Sa mère, toute seule en réanimation ayant supplié que l'on baptisât Evan, dixit le prêtre. 

Ce dernier, ayant aussi passé outre l'interdit du dogme strict en ces circonstances (pour le peu que j’en sais), l'a baptisé, demandant, à Gilles ami, des photos pour la maman ensuite, et a lu devant ce "tout petit enfant du Christ", le si profane "au-revoir du Petit Prince au narrateur", c’est-à-dire le final du si beau, et certes consensuel, conte de Saint-Exupéry. On n'aurait su, de mémoire de poète, mieux trouver...

 Ce genre de cérémonie, telle qu'elle s'est déroulée, dans l'inattendu, la peine, la fatigue, le froid, la peur et l'hébétude, il faut y avoir été. Il faut s’y être trouvé pour mesurer un certain nombre de choses, assez difficiles à exprimer. 

 Cet homme, ce prêtre, a su choisir, au milieu d'une pléthore de discours obligatoires et de banalités convenues à sa disposition, ce qu'il y avait de mieux au monde pour ce petit, pour ce qu’il resterait ensuite de lui, à savoir, surtout pour sa mère et sa « mémoire » à elle, probablement un souvenir irrémédiable. Irrémédiable veut dire "sans remède". 

Et peut-être aussi pour nous, pauvres pécheurs, enfermés dans la peine d'un seul autre qui n'entend pas toujours le "Au suivant" !... 

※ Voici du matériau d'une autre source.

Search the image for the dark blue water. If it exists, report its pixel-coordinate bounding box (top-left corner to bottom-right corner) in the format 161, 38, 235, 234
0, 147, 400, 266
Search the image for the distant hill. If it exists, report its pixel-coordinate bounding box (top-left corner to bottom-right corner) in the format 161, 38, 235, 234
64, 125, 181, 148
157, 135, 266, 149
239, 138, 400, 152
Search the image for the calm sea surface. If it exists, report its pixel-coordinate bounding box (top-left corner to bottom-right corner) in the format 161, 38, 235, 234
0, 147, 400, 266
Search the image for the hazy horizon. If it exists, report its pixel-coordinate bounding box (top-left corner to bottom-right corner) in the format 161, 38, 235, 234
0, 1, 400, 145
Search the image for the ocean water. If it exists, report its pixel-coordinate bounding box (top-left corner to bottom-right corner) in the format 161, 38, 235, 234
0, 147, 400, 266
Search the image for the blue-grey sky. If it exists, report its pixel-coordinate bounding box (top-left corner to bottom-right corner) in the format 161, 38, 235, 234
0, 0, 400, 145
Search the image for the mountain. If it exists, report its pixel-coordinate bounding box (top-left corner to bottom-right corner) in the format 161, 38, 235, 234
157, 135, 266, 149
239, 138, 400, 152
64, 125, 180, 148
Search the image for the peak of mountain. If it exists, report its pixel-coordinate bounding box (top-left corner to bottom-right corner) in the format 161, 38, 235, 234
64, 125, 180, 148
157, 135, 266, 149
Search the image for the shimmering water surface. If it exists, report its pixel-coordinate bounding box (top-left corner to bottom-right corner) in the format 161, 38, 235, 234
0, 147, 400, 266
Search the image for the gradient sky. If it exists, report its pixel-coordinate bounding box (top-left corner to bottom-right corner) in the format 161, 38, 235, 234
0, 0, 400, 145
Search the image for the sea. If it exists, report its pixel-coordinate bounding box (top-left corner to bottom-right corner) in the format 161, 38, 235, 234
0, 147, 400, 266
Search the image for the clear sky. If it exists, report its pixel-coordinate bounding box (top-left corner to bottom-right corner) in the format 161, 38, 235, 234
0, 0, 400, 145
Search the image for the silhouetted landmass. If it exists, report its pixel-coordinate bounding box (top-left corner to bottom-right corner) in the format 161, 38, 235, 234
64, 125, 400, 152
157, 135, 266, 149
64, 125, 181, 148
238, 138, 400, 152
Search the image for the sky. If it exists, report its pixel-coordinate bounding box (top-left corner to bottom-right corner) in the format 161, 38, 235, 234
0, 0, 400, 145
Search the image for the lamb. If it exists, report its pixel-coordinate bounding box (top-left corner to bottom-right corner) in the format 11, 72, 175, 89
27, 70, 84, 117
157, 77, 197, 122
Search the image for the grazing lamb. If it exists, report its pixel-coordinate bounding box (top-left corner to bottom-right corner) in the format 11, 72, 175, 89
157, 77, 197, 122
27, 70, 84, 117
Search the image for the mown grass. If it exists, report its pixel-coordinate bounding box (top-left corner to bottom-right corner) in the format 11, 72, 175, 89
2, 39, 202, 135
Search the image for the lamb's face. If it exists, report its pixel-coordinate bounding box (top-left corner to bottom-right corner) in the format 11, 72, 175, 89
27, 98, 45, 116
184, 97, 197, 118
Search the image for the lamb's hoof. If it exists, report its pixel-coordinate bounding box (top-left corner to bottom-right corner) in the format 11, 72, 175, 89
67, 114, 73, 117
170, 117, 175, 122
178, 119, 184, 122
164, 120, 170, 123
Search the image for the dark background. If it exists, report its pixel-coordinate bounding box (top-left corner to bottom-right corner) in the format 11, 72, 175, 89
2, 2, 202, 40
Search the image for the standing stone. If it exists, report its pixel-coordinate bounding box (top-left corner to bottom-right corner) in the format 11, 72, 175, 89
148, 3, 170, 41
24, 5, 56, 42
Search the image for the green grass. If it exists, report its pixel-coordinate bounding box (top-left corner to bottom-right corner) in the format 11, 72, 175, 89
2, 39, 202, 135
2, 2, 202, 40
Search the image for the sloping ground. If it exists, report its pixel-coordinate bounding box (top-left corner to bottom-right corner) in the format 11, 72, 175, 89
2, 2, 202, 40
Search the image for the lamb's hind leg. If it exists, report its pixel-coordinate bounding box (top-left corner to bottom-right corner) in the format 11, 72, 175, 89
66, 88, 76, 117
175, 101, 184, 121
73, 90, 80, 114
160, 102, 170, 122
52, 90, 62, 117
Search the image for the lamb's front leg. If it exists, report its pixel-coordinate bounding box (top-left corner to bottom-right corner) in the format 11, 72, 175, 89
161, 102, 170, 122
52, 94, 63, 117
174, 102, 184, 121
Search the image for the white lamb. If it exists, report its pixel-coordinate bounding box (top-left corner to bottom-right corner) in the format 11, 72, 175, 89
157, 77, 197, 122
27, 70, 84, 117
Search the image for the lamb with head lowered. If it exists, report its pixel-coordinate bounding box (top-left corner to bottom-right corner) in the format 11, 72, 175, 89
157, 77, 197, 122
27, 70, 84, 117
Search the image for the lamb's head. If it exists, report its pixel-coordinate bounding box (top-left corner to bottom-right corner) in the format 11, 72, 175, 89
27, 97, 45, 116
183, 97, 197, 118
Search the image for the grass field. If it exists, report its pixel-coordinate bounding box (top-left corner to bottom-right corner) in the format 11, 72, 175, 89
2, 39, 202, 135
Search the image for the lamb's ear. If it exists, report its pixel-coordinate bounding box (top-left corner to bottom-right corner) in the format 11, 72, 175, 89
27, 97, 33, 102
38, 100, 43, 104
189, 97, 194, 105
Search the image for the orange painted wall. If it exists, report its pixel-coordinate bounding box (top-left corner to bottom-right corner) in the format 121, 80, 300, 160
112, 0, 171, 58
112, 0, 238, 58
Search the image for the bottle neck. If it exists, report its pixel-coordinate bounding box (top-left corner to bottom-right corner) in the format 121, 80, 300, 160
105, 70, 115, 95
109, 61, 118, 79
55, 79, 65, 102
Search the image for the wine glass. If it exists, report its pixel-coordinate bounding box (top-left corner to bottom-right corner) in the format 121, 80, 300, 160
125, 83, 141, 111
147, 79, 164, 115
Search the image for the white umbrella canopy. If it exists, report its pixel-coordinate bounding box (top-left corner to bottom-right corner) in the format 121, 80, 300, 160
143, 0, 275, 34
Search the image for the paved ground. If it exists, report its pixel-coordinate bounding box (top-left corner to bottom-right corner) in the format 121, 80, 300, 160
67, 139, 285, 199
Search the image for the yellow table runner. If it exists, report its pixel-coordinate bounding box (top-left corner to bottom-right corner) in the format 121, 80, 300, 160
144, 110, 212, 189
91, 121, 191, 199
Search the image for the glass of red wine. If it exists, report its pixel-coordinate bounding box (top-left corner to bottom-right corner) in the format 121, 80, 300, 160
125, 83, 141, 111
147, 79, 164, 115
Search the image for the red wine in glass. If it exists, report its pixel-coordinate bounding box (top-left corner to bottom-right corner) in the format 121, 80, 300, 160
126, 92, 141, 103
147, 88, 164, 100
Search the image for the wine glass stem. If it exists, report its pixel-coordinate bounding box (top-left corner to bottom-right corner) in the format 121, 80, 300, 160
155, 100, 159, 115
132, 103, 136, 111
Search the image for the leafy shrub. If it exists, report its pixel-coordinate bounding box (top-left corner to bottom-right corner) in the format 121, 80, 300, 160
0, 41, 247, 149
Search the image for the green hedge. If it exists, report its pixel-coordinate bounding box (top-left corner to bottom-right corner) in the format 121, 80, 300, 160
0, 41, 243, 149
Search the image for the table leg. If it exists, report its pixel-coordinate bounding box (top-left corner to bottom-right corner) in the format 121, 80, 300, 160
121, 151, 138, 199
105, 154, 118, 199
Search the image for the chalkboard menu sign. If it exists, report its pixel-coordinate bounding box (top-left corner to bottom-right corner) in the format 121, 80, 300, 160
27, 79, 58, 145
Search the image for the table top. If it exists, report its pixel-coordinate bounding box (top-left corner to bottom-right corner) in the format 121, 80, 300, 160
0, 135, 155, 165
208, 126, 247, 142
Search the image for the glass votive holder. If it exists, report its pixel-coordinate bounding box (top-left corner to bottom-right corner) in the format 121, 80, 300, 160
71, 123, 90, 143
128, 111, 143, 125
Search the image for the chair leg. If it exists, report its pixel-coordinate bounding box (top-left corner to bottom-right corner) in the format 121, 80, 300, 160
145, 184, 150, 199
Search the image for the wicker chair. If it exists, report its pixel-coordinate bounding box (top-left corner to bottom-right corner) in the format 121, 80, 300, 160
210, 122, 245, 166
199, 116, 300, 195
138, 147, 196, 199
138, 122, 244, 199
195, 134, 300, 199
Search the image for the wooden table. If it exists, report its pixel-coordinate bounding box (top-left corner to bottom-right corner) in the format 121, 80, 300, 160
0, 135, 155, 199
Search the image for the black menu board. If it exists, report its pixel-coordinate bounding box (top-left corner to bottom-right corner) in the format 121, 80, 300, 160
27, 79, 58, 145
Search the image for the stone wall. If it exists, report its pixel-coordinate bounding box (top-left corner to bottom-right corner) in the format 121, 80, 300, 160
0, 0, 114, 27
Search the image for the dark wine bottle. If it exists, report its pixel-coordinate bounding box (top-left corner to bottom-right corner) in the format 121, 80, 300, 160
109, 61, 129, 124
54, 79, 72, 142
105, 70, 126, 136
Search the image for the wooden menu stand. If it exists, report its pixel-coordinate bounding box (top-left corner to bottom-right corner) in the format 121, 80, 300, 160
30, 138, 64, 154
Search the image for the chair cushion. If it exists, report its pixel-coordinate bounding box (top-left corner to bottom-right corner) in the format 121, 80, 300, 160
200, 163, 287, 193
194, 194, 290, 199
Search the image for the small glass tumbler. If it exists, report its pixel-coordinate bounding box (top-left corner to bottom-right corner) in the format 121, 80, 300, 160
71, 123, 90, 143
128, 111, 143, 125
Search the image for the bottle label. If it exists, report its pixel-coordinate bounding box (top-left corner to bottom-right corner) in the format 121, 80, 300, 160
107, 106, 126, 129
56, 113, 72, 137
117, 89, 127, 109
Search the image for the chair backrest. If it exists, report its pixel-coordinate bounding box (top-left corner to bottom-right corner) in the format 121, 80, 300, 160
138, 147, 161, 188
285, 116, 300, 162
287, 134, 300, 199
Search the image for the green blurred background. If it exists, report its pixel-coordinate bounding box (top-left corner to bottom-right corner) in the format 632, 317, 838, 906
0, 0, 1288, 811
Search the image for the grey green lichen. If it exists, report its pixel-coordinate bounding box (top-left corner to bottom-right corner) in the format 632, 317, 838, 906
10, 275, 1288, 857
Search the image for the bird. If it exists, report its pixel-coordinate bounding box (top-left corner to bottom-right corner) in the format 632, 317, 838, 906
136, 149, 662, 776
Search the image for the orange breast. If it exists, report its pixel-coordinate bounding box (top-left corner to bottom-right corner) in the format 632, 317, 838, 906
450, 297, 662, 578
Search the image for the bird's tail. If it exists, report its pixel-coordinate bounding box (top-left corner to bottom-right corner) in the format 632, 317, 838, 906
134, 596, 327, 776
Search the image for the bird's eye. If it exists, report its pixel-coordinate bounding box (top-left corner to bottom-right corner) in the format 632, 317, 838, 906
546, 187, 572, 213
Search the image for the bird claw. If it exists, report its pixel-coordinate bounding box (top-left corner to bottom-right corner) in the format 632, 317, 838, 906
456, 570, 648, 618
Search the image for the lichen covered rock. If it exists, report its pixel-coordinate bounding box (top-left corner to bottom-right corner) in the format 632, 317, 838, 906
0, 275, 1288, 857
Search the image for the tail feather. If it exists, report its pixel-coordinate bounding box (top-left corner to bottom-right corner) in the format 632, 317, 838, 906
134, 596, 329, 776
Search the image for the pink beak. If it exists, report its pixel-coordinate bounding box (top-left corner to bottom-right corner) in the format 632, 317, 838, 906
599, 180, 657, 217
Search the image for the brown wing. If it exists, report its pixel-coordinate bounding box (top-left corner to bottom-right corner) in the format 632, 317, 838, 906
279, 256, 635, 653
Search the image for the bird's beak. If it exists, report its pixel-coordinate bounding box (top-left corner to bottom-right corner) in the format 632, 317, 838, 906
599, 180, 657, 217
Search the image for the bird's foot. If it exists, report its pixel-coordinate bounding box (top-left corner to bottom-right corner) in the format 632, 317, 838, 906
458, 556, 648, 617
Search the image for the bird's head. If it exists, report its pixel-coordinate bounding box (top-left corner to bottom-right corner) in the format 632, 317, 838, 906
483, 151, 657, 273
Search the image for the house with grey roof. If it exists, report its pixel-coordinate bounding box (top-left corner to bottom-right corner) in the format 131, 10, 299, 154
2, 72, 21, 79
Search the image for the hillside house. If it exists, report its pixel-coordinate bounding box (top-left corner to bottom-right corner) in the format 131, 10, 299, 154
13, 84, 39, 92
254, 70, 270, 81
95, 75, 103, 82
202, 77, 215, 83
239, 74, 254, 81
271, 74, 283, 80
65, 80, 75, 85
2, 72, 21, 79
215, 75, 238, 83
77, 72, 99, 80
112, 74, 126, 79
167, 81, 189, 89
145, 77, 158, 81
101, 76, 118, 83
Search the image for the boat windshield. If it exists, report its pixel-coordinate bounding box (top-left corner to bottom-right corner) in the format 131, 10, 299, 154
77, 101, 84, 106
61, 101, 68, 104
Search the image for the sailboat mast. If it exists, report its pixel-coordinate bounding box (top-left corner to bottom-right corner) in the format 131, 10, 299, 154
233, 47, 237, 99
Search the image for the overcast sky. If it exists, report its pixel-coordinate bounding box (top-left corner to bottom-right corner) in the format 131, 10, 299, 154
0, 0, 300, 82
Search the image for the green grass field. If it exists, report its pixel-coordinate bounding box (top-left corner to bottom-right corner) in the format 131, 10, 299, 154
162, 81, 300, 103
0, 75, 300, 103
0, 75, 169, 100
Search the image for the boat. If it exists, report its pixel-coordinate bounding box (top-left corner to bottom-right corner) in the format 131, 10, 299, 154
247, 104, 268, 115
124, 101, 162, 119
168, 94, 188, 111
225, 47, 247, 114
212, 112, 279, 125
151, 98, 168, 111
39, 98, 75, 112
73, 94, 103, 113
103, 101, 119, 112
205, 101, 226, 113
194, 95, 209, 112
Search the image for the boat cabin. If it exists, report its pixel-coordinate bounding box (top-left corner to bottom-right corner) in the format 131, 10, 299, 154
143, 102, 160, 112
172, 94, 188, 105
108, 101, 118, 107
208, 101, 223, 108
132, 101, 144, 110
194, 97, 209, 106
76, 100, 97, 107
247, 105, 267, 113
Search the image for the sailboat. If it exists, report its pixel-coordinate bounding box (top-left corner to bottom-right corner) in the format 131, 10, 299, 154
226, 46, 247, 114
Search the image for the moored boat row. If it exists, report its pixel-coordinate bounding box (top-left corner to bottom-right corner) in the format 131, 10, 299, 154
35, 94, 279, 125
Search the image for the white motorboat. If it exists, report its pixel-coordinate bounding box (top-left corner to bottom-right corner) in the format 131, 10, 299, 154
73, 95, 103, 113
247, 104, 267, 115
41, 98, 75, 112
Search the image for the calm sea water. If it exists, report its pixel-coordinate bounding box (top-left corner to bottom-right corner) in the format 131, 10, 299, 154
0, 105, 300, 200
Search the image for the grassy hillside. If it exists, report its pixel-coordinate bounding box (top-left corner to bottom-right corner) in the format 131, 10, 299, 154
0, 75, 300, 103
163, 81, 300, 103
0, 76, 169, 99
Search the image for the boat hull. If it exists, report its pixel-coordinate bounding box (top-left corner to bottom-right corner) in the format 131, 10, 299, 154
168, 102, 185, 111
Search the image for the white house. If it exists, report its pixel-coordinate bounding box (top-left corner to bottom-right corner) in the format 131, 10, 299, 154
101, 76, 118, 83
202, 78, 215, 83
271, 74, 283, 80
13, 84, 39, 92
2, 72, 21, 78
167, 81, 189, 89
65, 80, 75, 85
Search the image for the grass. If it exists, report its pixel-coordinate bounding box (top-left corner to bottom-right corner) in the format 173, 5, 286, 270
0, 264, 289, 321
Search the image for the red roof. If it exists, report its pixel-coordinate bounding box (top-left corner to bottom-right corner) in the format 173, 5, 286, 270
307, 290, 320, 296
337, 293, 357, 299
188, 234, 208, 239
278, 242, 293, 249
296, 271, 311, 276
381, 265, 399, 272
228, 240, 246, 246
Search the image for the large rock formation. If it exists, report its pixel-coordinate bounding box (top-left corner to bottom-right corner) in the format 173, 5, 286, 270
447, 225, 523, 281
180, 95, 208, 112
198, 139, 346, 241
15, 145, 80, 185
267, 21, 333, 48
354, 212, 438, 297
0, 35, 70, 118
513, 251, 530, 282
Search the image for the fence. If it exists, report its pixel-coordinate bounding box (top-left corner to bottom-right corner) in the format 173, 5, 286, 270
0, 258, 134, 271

Cette cérémonie m'aura marquée à tout jamais : un petit bébé totalement inconnu, anonyme, tout seul (mais certes mort), avec juste un prénom pour quelques secondes, sans père ni mère, défunt le jour-même de Noël, tandis que je disais au revoir à un ami connu et longuement fréquenté et à l'amoureux de ma meilleure amie. 

Je ne sais pourquoi mais je pense que, à ces sujets pourtant très aisément " touche à tout", cet « incident » marque ceci :

Nos chances s'étiolent aussi inexorablement que TOUT LE RESTE. 

C’est un signe qui me fait signe. 

C'est la contamination de la "coïncidence de Bertrand" ou le paradoxe quantique du "chat de Schrödinger ". C’est aussi la « synchronicité » de C.G. Jung, mais pas seulement d’eux, car il y en a bien d’autres ! 

Elle est de nature ornithologique (pour ne pas dire ontologique (*), génétique, voire inter galactique !) comme le diraient certains autres auteurs d’hier et de to day que j'ai à cœur. 

Pour l'heure je trouve la perspective assez funeste.  

 Mais, après tout, je n'en sais rien, aveuglée que je puis être par des chagrins intempestifs, comme le sont presque tous les chagrins.